En 1867, dans la foulée de l’achat de l’Alaska, le président est revenu à la charge. Pendant la deuxième guerre, alors que l’Allemagne occupait le Danemark, les USA occupaient l’île continent (quatre fois plus grande que la France). Après la guerre. le président américain Truman a fait une offre d’achat de100 millions. En 2019, Donald Trump a exprimé le même souhait qu’aujourd’hui.
L’île fait partie de la plaque continentale américaine. L’île d’Elsmere appartenant au Canada est à 26 kilomètres des côtes groenlandaises. Copenhague, la Capitale du Danemark est à 3500 kilomètres.
Le premier intérêt du Groenland est évidemment géostratégique. La base américaine de Pituffik dans le nord de l’île est une pointe avancée de la ligne de surveillance face à la Russie et la Chine. Mais la recrudescence actuelle de l’intérêt vient du réchauffement climatique. De tout temps, le contrôle des voies de commerce maritime ont été l’apanage des grandes puissances. C’est dans ce sens qu’il faut comprendre l’intérêt de Trump non seulement pour le Groenland mais aussi pour le Canada et le canal de Panama. Le réchauffement climatique est deux fois plus rapide en Arctique que dans le reste du monde. De 1980 à 2011, le couvert de glace y a diminué de 40%. Pour la Chine, ça veut dire un temps de transport raccourci de 40%. Non seulement, ces nouvelles routes maritimes du nord vont saliver les États-Unis mais aussi la Russie et la Chine.

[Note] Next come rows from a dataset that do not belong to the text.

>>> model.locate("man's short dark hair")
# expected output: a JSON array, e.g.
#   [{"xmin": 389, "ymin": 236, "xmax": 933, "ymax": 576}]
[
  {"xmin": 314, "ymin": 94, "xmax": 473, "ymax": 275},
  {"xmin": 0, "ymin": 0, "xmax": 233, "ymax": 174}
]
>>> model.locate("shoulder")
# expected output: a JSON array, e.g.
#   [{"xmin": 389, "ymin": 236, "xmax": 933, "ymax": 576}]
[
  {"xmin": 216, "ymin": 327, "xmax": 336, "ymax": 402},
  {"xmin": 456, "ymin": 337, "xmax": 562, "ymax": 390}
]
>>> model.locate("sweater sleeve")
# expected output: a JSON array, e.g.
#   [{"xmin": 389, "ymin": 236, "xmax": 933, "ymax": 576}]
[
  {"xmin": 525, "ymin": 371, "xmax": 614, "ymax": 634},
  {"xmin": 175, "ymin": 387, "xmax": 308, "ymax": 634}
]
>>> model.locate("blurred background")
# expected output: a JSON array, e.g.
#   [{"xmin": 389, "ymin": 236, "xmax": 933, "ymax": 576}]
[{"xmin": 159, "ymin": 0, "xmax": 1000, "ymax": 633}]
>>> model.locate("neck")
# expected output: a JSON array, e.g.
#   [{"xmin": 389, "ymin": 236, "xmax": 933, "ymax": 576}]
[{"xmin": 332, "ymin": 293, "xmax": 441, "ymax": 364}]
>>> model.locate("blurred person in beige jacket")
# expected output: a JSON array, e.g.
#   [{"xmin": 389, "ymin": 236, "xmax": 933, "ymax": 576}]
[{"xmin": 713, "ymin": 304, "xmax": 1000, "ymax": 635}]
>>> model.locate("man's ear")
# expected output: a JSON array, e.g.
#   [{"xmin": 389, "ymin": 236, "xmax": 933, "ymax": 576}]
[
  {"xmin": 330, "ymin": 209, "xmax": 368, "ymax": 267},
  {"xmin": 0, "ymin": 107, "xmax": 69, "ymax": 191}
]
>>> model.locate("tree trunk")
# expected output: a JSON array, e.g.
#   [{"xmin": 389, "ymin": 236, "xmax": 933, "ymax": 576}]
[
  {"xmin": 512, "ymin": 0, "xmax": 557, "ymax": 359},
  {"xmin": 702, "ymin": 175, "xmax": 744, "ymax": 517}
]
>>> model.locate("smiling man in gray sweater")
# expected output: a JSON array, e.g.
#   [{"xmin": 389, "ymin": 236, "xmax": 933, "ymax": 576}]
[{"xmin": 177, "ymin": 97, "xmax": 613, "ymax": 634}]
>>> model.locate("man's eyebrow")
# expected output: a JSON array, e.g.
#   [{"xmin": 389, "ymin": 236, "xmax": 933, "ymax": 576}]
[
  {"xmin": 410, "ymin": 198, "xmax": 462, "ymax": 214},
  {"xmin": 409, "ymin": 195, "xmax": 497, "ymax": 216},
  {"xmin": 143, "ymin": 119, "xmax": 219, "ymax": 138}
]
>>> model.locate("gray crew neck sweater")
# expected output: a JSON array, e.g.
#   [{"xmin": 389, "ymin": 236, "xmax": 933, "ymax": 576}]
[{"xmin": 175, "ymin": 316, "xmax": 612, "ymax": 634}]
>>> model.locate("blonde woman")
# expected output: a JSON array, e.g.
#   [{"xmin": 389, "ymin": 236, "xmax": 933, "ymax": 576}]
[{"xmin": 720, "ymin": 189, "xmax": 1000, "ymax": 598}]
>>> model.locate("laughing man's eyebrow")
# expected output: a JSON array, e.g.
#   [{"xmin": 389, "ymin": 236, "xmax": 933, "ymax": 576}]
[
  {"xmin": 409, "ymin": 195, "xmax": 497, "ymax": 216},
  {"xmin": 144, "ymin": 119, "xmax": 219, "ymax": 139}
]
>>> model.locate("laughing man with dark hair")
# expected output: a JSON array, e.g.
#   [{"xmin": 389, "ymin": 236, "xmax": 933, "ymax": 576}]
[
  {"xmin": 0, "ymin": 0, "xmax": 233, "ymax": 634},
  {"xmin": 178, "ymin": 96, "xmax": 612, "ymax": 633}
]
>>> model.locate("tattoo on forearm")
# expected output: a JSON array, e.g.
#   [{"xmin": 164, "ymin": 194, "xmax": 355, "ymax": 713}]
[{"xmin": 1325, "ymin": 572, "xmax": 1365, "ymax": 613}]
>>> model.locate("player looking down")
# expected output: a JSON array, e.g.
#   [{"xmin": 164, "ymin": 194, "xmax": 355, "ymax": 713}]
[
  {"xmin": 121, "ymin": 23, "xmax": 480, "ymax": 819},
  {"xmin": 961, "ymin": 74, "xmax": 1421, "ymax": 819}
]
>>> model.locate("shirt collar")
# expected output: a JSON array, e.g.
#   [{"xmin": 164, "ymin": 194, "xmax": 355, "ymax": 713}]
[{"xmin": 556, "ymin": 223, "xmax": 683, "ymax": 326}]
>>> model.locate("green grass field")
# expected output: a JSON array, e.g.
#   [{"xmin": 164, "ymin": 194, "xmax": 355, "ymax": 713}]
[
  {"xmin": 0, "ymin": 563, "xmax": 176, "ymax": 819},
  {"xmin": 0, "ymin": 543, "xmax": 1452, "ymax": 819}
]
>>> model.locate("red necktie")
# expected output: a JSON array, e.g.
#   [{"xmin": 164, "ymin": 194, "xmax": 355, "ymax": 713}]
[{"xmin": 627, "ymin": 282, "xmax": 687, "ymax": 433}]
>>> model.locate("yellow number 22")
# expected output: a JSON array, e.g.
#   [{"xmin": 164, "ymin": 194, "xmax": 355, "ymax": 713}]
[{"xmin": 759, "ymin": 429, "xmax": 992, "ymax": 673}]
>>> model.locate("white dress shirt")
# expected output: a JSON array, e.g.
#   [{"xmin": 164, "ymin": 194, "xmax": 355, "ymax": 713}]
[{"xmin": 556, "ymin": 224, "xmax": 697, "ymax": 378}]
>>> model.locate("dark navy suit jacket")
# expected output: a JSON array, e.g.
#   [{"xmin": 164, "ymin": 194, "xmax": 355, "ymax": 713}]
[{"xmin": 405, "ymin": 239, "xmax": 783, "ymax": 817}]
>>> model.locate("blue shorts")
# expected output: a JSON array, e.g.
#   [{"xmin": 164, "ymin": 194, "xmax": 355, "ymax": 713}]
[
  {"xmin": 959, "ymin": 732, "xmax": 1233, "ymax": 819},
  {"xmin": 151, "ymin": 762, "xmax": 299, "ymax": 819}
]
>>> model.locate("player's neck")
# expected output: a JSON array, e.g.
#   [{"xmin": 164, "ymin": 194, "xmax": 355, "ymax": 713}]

La fonte accélérée des glaces qui recouvrent 85% de l’île fait rêver les promoteurs miniers. On parle entre autres de pétrole, de gaz naturel, d’uranium, de terres rares, etc… Bref, d’à peu près tout ce que le tableau périodique compte d’éléments. Tout ça à des quantités d’autant plus importantes qu’il s’agit d’estimation. Sur une vision à long terme, des glaciers qui fondent, c’est aussi de l’eau douce en grande quantité.
Le Groenland est donc un territoire d’avenir. Parler de réchauffement climatique, c’est cependant s’inscrire dans un temps relativement long. Dans le centre du Groenland, la glace atteint une épaisseur de trois kilomètres… Ce n’est donc pas demain qu’on va forer. Actuellement, il y a deux mines en opération et elles fonctionnent par intermittence. On évalue qu’il faut seize ans pour mettre une mine en opération. Au problème du froid s’ajoute celui de la main d’œuvre. Pendant cinq ans, Alcoa a cherché à construire une aluminerie mais a dû abandonner. Il aurait fallu faire venir 5,000 travailleurs mais il n’y a pas de logement et il est délicat d’ajouter une tel nombre de personnes à une si petite population. Le dernier gouvernement groenlandais était écologiste et avait instauré un moratoire sur tout développement minier. Le trafic maritime, même s’il augmente, n’est pas sans poser de problème tout simplement parce qu’on est en plein dans la route des icebergs et qu’une partie de l’année, il fait noir en permanence. Il y a donc loin de la coupe aux lèvres.
Et maintenant, parlons des habitants. L’île est peuplée de 57 000 habitants à 90% d’origine Inuit et 10% danoise. En 2009, résultat d’un long parcours du combattant, le Groenland obtenait un statut d’autonomie sauf sur les questions régaliennes (justice, défense, affaires étrangères, monnaie). La population porte les stigmates des peuples colonisés. Ainsi, dans les années 50, les colonisateurs danois ont pratiqué une politique forcée de rassemblement des communautés. Bien des familles vivant de la pêche et de la chasse habituées à la liberté et aux grands espaces se sont retrouvées dans des blocs appartements. Dans les années 60, les danois ont pratiqué une politique de stérilisation forcée qui a touché 50% des femmes Inuits. À ce jour, les autorités danoises ne se sont même pas encore excusées. Autre « stigmate », les enfants inuits sont 7 fois plus nombreux à être placés à l’extérieur de leur famille. Ce problème a été maintes fois dénoncé par des organismes internationaux de défense des droits humains. Ce n’est qu’en janvier que le gouvernement Danois a retiré ses grilles d’évaluation (avec Trump, le temps s’accélère !). Héritage de ce lourd passif colonial, la démographie est en chute libre. D’ici 2050, on prévoit que la population passera à 40 000. La langue de l’ascension sociale est le danois alors que les Inuits parlent l’inuktitut. Désœuvrés et sans avenir, les jeunes cherchent à quitter et ça va jusqu’à la vie elle-même. Le taux de suicide y est le plus élevé au monde.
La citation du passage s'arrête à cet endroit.